5 Astonishing too are the projects that reach completion when, regardless of project organizers’ enthusiasm for theatre for social change, the participants refuse to engage with the form. In "‘Is this the play?’ Applied Theatre Practice in a Pupil Referral Unit, facilitator Caoimhe McAvinchey explains how the students’ resistance to doing anything "more physical than sitting in a chair" forced them to present an installation without live performers. Jane Heather and Josie Auger also heartbreakingly comment on the lack of interest in theatre in "My People’s Blood: Mobilizing Rural Aboriginal Populations in Canada Around Issues of HIV":

Everyone who has ever done a show knows that combination of intense, creative, joyful work and the explosive high of performance. The participants in this project achieved the latter but rarely the former. Quite often, not only did they not come but when they did, they did not want to do drama. (288)

5 The candid writing on these obstacles to theatrical creation in community settings is of great value, and the authors’ detailed accounts of how exercises were carried out and how successful they were, are helpful to both new and seasoned facilitators.

6 On another, perhaps more devastating, note some contributors suggest that applied theatre can be dangerously misused. "Participation for Liberation or Incrimination?" by Anand Breed challenges the use of applied theatre that elicits testimony and accusations for the gacaca courts of Rwanda: "the personal automatically becomes the political" (154). James Thompson radically calls for an end to applied theatre as a result of a project he facilitated at a child soldier rehabilitation centre in Sri Lanka. "The Ends of Applied Theatre: Incidents of Cutting and Chopping" is a chilling account of a project that unwittingly became part of the events leading up to a massacre. Thompson distinguishes between tactical (private) and the strategic (public) actions that must be considered when creating applied theatre and calls for a new "enmeshed public/private/tactical/strategic performance practice" (123).
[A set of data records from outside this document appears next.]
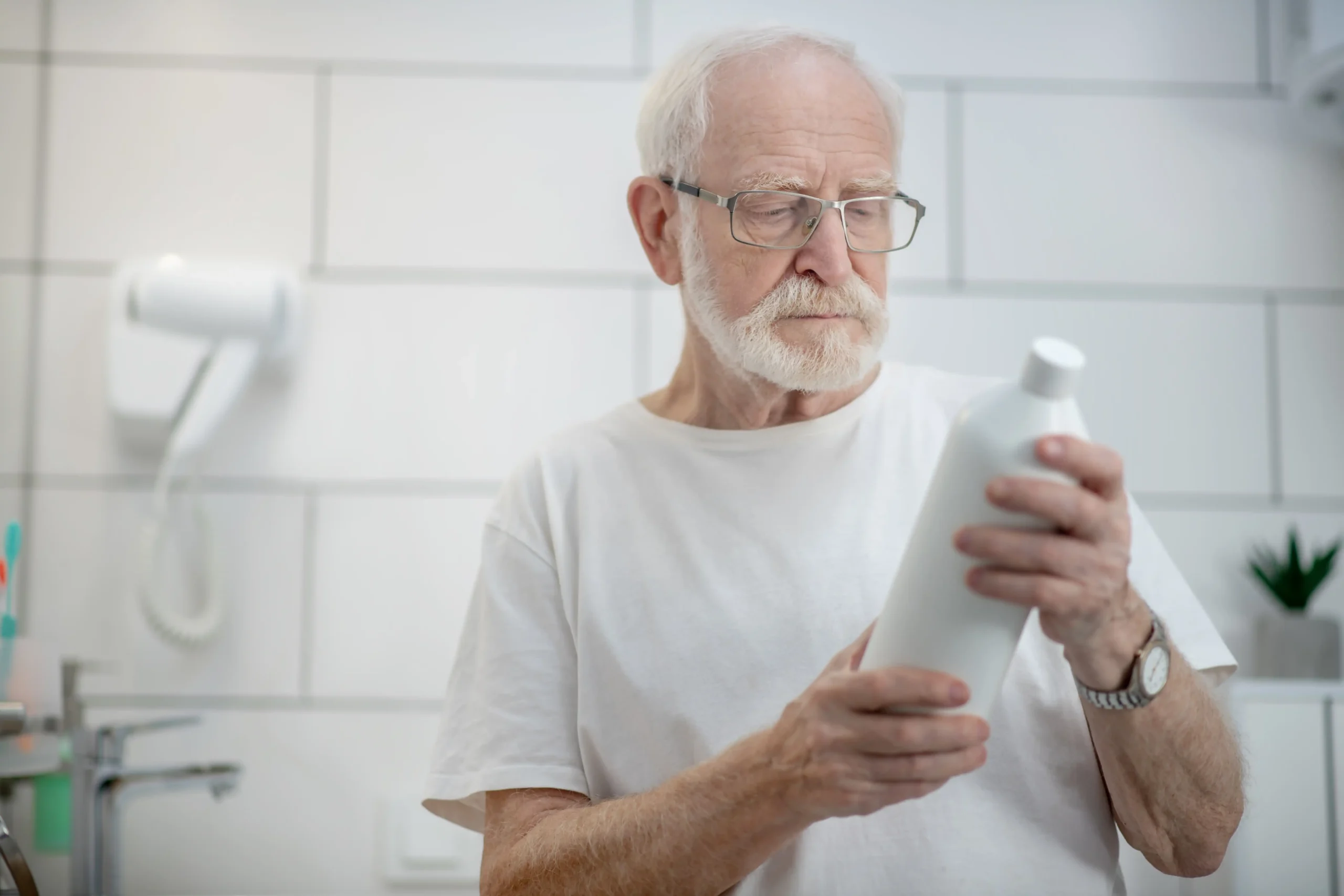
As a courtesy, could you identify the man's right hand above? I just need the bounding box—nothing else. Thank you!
[763,626,989,821]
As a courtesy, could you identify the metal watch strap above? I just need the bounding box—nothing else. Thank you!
[1074,605,1167,709]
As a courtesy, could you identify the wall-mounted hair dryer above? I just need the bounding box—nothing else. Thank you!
[108,255,302,645]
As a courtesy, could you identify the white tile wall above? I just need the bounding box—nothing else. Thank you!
[1278,305,1344,497]
[34,277,154,473]
[312,496,494,699]
[887,90,951,279]
[328,77,648,273]
[0,0,41,50]
[1145,509,1344,674]
[75,711,446,896]
[38,278,633,478]
[0,276,29,473]
[649,286,686,388]
[653,0,1255,83]
[965,94,1344,288]
[54,0,634,66]
[886,296,1270,496]
[22,489,304,696]
[0,62,38,258]
[46,67,313,263]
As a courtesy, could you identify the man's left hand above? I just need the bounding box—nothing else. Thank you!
[954,435,1152,690]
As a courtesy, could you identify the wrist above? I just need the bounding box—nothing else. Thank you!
[719,727,818,833]
[1065,588,1153,692]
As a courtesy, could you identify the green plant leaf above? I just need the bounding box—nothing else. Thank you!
[1247,526,1344,613]
[1303,541,1340,599]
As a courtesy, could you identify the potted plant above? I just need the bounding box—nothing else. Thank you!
[1247,528,1341,678]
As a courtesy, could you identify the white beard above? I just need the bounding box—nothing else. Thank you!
[681,209,887,392]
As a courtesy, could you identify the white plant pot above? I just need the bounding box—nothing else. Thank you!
[1255,611,1340,678]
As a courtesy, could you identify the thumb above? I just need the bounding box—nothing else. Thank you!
[826,619,878,672]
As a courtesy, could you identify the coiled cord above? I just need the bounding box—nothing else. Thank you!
[139,457,225,648]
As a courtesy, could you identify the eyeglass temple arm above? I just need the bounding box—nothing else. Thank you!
[658,177,729,207]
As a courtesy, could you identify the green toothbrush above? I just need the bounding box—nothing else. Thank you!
[0,523,23,641]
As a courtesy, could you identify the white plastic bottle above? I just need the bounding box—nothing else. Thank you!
[859,337,1087,719]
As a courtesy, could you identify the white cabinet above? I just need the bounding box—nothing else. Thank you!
[1228,680,1344,896]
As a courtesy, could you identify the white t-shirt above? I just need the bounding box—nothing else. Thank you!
[425,363,1235,896]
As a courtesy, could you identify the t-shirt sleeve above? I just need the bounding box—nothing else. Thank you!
[423,524,587,830]
[1129,497,1236,685]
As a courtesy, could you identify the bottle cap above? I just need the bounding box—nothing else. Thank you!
[1022,336,1087,398]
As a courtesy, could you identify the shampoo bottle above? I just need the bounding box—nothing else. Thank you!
[859,339,1087,719]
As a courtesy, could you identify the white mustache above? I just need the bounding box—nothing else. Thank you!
[735,274,887,336]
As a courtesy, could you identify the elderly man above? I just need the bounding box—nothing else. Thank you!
[425,28,1242,896]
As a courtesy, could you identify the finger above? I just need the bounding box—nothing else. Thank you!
[823,619,878,674]
[1036,435,1125,501]
[843,712,989,756]
[828,666,970,712]
[856,744,988,783]
[967,567,1083,614]
[985,476,1113,539]
[953,525,1099,579]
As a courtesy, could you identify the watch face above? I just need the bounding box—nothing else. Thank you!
[1141,646,1172,696]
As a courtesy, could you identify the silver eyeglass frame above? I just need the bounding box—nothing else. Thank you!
[658,177,925,255]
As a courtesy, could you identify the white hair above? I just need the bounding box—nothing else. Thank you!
[634,26,906,180]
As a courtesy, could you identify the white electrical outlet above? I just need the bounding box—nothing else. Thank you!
[383,797,484,887]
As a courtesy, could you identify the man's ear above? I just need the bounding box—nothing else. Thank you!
[625,177,681,286]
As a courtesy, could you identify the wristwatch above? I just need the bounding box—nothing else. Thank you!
[1074,607,1172,709]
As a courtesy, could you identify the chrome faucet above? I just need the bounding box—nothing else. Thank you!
[63,663,242,896]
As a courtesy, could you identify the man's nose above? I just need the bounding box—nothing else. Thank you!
[793,208,854,286]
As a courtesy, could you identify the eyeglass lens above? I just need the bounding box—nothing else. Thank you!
[732,191,918,251]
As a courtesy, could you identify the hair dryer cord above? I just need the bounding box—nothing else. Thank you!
[139,457,225,648]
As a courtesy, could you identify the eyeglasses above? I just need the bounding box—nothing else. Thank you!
[660,177,925,252]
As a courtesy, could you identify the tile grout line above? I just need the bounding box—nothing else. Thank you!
[14,0,54,634]
[0,48,1284,101]
[1265,293,1284,504]
[309,66,332,276]
[943,82,967,293]
[631,0,653,77]
[1255,0,1274,94]
[1321,697,1340,896]
[298,488,320,699]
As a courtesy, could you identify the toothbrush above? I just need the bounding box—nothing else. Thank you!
[0,523,23,641]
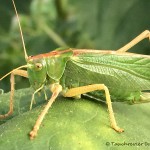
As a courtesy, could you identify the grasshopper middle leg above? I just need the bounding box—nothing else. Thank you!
[0,70,28,119]
[63,84,124,132]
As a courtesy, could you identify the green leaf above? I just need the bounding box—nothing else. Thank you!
[0,88,150,150]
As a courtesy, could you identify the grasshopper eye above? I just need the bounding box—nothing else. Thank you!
[35,63,42,70]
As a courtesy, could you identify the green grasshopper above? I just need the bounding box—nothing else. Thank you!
[0,0,150,139]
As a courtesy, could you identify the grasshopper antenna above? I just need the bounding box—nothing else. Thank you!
[12,0,28,61]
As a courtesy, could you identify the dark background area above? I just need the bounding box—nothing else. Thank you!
[0,0,150,91]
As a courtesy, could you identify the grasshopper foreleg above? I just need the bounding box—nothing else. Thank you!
[0,70,28,119]
[30,84,62,139]
[63,84,124,132]
[117,30,150,52]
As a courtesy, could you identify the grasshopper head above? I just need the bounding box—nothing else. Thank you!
[27,57,46,89]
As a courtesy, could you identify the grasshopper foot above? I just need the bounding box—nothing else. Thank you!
[29,129,37,140]
[112,126,124,133]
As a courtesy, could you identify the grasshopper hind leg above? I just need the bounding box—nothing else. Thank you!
[63,84,124,132]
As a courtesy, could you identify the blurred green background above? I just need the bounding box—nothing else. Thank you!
[0,0,150,91]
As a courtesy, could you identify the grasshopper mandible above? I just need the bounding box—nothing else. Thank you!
[0,0,150,139]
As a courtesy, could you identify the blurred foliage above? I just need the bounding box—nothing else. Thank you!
[0,88,150,150]
[0,0,150,91]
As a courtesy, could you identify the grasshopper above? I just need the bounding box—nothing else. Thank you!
[0,0,150,139]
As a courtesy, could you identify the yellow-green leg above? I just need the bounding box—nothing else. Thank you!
[0,70,28,119]
[63,84,124,132]
[30,84,62,139]
[117,30,150,52]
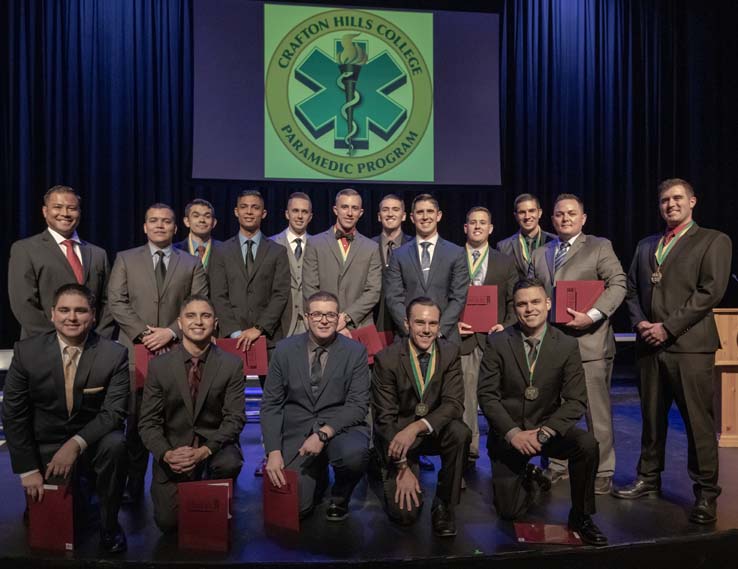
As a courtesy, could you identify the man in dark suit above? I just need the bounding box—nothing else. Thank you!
[139,295,246,531]
[530,194,625,494]
[459,206,518,460]
[479,279,607,545]
[372,297,471,537]
[497,194,556,279]
[261,292,370,521]
[614,178,732,524]
[174,198,220,272]
[372,194,412,333]
[210,190,290,351]
[302,188,382,335]
[8,186,115,338]
[3,284,129,553]
[108,203,208,501]
[383,194,469,344]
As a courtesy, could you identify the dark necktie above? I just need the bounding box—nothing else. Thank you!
[156,251,167,294]
[187,358,202,405]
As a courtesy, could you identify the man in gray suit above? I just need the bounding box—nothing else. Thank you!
[261,292,370,521]
[302,188,382,336]
[108,203,208,500]
[531,194,625,494]
[383,194,469,344]
[497,194,556,279]
[270,192,313,337]
[8,186,115,338]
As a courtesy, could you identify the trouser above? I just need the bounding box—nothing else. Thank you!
[488,427,599,520]
[638,352,720,498]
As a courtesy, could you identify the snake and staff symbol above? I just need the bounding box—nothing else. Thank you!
[336,34,368,156]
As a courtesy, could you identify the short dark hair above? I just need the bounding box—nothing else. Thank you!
[513,194,541,212]
[185,198,215,217]
[659,178,694,198]
[405,296,441,320]
[44,185,82,205]
[51,283,96,310]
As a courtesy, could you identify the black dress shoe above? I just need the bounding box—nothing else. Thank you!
[689,496,717,525]
[612,478,661,500]
[569,514,607,547]
[431,503,456,537]
[100,525,128,553]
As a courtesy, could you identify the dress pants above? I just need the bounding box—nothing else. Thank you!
[488,427,599,520]
[638,351,720,498]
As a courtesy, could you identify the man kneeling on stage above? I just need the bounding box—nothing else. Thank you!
[138,295,246,531]
[3,284,129,553]
[478,279,607,545]
[372,297,471,537]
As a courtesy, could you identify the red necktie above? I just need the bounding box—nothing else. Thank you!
[62,239,85,284]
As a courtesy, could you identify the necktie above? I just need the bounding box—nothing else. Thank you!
[554,241,571,273]
[64,346,79,415]
[62,239,85,284]
[187,358,202,405]
[310,346,326,397]
[420,241,433,283]
[156,251,167,294]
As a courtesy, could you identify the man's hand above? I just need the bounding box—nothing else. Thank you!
[45,439,82,480]
[510,429,541,456]
[236,328,261,352]
[21,472,44,502]
[564,308,593,330]
[264,450,287,488]
[395,468,420,512]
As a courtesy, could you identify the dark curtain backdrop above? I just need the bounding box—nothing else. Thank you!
[0,0,738,347]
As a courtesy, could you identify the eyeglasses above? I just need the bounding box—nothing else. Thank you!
[308,312,338,322]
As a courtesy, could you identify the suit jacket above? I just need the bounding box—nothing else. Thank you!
[8,230,115,338]
[497,229,556,279]
[3,331,129,474]
[372,338,464,444]
[477,325,587,440]
[531,233,626,362]
[384,237,469,344]
[302,227,382,328]
[210,234,290,346]
[461,247,518,355]
[108,243,208,352]
[372,233,412,333]
[260,332,370,461]
[626,223,732,353]
[269,229,310,336]
[138,344,246,461]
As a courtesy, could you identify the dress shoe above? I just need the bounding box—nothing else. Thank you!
[325,501,348,522]
[569,514,607,547]
[612,478,661,500]
[595,476,612,496]
[689,496,717,525]
[431,502,456,537]
[100,525,128,553]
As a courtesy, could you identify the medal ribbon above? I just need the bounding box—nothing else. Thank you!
[466,243,489,282]
[654,221,694,268]
[408,340,436,398]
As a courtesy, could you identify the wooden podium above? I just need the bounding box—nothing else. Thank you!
[713,308,738,447]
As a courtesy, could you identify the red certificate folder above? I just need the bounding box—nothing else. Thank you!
[515,522,582,545]
[461,285,497,334]
[28,484,74,551]
[554,281,605,324]
[177,474,233,551]
[264,468,300,532]
[133,344,156,389]
[217,336,269,375]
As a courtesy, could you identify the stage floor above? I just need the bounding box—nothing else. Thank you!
[0,374,738,569]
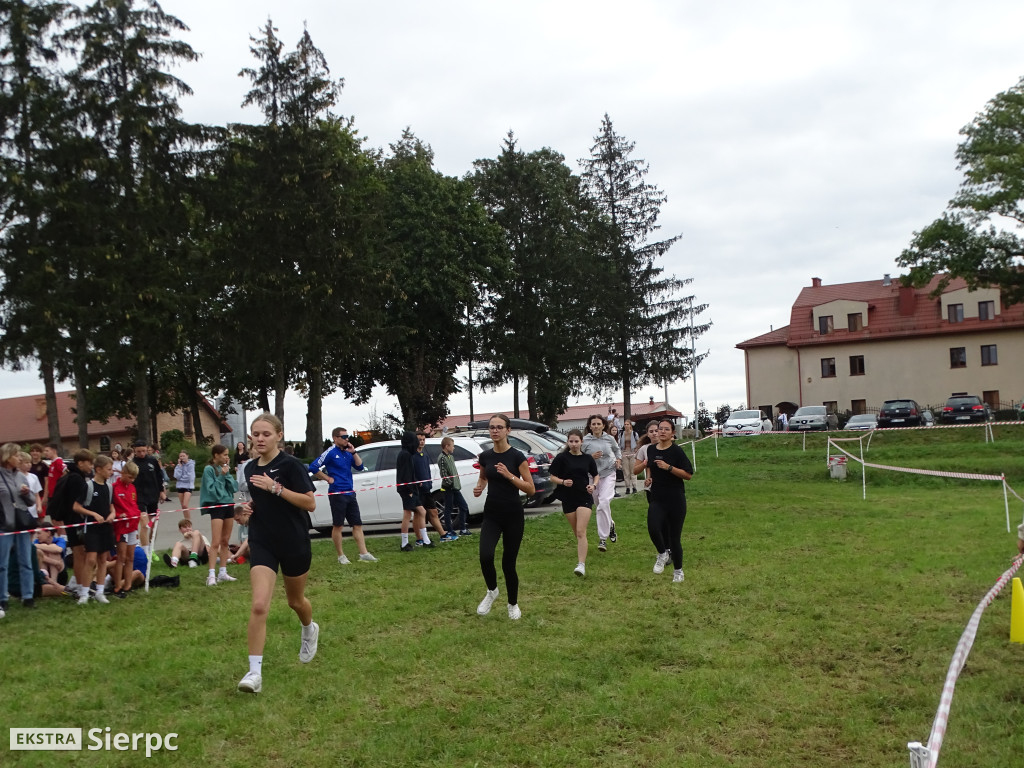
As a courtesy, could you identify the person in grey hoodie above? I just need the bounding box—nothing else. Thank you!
[0,442,36,617]
[583,414,623,552]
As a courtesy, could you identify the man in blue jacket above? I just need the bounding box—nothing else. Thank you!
[309,427,377,565]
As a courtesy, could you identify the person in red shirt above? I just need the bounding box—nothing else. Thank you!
[43,442,65,507]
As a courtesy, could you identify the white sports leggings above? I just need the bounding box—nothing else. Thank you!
[594,472,615,539]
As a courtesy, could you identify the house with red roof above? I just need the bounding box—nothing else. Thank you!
[736,274,1024,418]
[0,390,230,455]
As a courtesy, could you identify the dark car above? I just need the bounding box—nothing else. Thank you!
[939,394,990,424]
[879,399,928,429]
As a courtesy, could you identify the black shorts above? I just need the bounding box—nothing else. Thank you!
[327,493,362,527]
[249,537,313,577]
[398,485,422,512]
[63,513,85,549]
[85,522,118,552]
[200,504,234,520]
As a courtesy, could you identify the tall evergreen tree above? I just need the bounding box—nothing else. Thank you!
[472,132,603,425]
[580,115,710,419]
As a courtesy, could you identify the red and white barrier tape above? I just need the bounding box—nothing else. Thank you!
[908,555,1024,768]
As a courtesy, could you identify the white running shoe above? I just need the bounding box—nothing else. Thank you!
[239,672,263,693]
[654,552,670,573]
[299,622,319,664]
[476,589,498,616]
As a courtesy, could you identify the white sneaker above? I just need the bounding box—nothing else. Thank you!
[476,589,498,616]
[654,552,671,573]
[299,622,319,664]
[239,672,263,693]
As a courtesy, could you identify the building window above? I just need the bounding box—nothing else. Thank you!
[981,389,1000,411]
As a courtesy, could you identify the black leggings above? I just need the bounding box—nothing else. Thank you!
[647,496,686,570]
[480,509,525,605]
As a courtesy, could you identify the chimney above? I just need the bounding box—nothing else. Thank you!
[899,286,916,317]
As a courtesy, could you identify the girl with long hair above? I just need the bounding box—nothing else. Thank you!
[473,414,536,621]
[239,413,319,693]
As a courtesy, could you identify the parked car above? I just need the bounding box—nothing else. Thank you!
[939,394,991,424]
[879,398,926,429]
[846,414,879,431]
[309,435,487,534]
[722,411,771,437]
[790,406,839,432]
[468,429,558,507]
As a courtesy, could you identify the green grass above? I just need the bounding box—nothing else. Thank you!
[0,427,1024,768]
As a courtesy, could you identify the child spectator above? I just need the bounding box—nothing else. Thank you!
[437,437,469,536]
[164,520,210,568]
[113,462,142,598]
[75,456,116,605]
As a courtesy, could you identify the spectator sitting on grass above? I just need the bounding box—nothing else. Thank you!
[164,520,210,568]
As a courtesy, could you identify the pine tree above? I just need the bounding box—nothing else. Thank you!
[580,115,710,419]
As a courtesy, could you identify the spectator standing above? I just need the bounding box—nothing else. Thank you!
[174,451,196,520]
[132,440,167,547]
[583,411,623,552]
[0,442,36,616]
[200,443,239,587]
[309,427,377,565]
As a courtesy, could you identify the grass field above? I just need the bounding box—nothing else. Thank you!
[0,427,1024,768]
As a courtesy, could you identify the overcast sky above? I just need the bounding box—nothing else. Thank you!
[0,0,1024,439]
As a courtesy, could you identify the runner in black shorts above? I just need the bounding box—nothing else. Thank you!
[239,414,319,693]
[473,414,536,621]
[551,429,598,575]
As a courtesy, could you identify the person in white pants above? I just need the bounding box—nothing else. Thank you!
[583,414,623,552]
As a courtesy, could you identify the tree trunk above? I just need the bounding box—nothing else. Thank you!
[75,367,89,449]
[39,357,63,454]
[135,362,152,444]
[306,368,324,457]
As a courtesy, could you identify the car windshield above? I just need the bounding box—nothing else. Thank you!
[794,406,825,416]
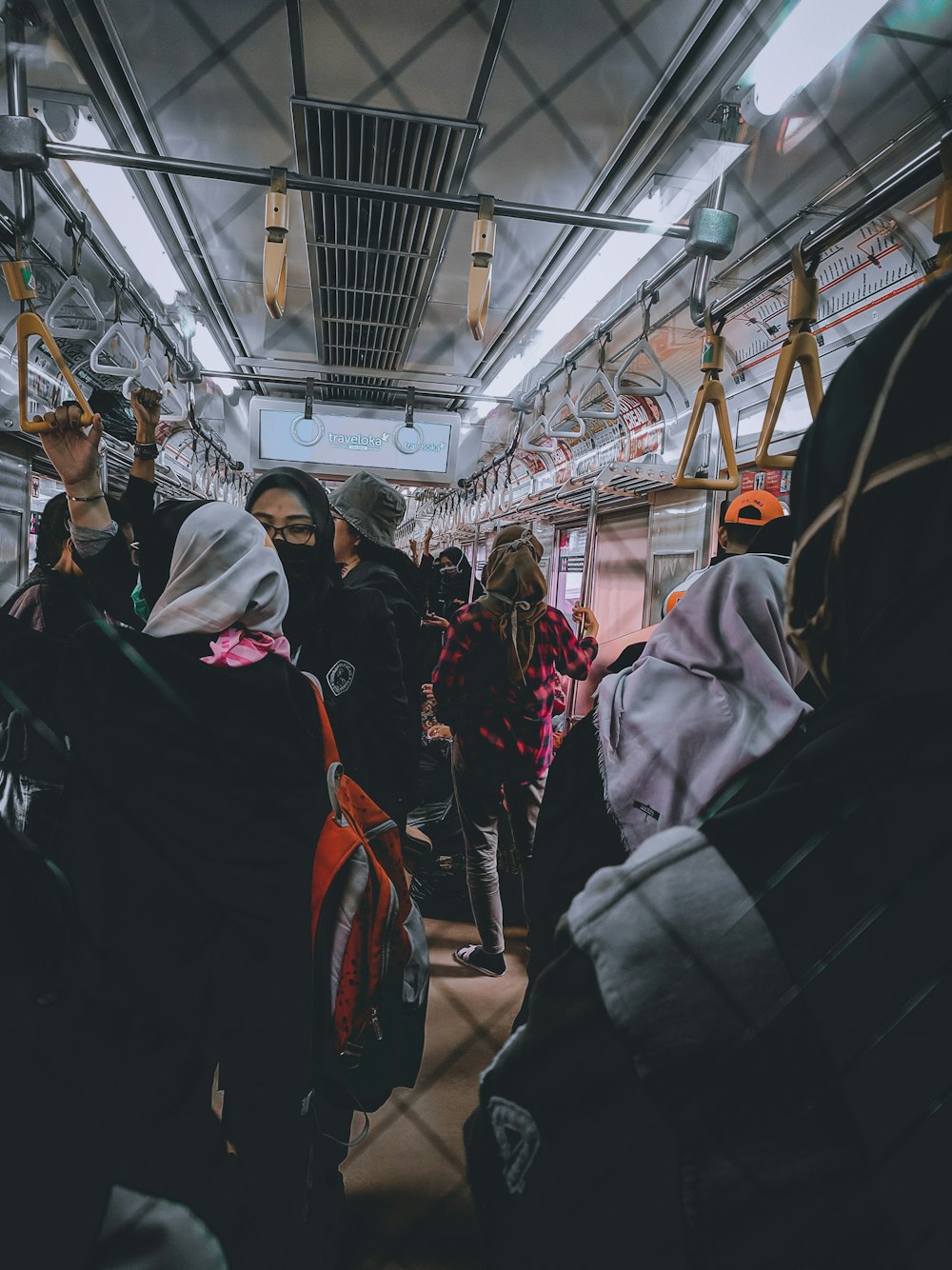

7 The inclusion of difficult cases is invaluable for a study of applied theatre, but it does not preclude the documentation of inspirational stories that prove the efficacy of theatre beyond the mainstream. Such is the case in Adrian Jackson’s "Provoking Intervention" in which the story of Boal’s first spect-actor is told, or David Kerr’s "You Just Made the Blueprint to Suit Yourselves: A Theatre-Based Health Research Project in Lungwena, Malawi," where intelligent intergenerational debates on gender follow comic wife-husband scenarios rooted in local tradition. Lois Weaver’s passionate "Doing Time: A Personal and Practical Account of Making Performance Work in Prison" about theatre with women inmates in the UK and Brazil, is a beautiful piece that combines lyrical, evocative writing with detailed explanations of drama exercises. The exercise "Doing the Laundry" demonstrates the intense creativity, joy, and activism of the project:

Laundry is one of the most hopeful things in the prison yard. It is a constant rhythm, a dependable display of individuality, a message sent when things can be seen but not heard. For us, it became a canvas, a costume and a political banner and hanging laundry in public became our method of declaring our human rights. (61)

7 Through theatre, the prison women, artists, and spectators were taken to a place of truth.

8 Because of stories such as these, and they are numerous and recent, The Applied Theatre Reader is a testament to the astounding ongoing international phenomenon of applied theatre as a means of communication, change, and cultural engagement.